Genomic features of Bordetella parapertussis clades with distinct host species specificity
1 Department of Microbiology and Immunology, Stanford University School of Medicine, Stanford, California 94305, USA
2 VA Palo Alto Health Care System, Palo Alto, California 94304, USA
3 USDA/ARS/National Animal Disease Center, Respiratory Diseases of Livestock Research Unit, Ames, Iowa 50010, USA
4 Department of Veterinary Pathology, Iowa State University, Ames, Iowa 50011, USA
5 Department of Medicine, Stanford University School of Medicine, Stanford, California 94305, USA
Genome Biology 2006, 7:R81 doi:10.1186/gb-2006-7-9-r81Published: 6 September 2006
The respiratory pathogen Bordetella parapertussis is a valuable model in which to study the complex phenotype of host specificity because of its unique two-species host range. One subset of strains, including the sequenced representative, causes whooping cough in humans, while other strains infect only sheep. The disease process in sheep is not well understood, nor are the genetic and transcriptional differences that might provide the basis for host specificity among ovine and human strains.

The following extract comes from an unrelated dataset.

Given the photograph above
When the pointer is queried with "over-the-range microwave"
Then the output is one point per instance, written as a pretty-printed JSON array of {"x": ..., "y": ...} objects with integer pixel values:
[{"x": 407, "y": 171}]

We found 40 previously unknown genomic regions in an ovine strain of B. parapertussis using subtractive hybridization, including unique lipopolysaccharide genes. A microarray survey of the gene contents of 71 human and ovine strains revealed further differences, with 47 regions of difference distinguishing the host-restricted subgroups. In addition, sheep and human strains displayed distinct whole-genome transcript abundance profiles. We developed an animal model in which sheep were inoculated with a sheep strain, human strain, or mixture of the two. We found that the ovine strain persisted in the nasal cavity for 12 to 14 days, while the human strain colonized at lower levels and was no longer detected by 7 days post-inoculation. The ovine strain induced less granulocyte infiltration of the nasal mucosa.
Several factors may play a role in determining host range of B. parapertussis. Human- and ovine-associated strains have differences in content and sequence of genes encoding proteins that mediate host-pathogen contact, such as lipopolysaccharide and fimbriae, as well as variation in regulation of toxins, type III secretion genes, and other virulence-associated genes.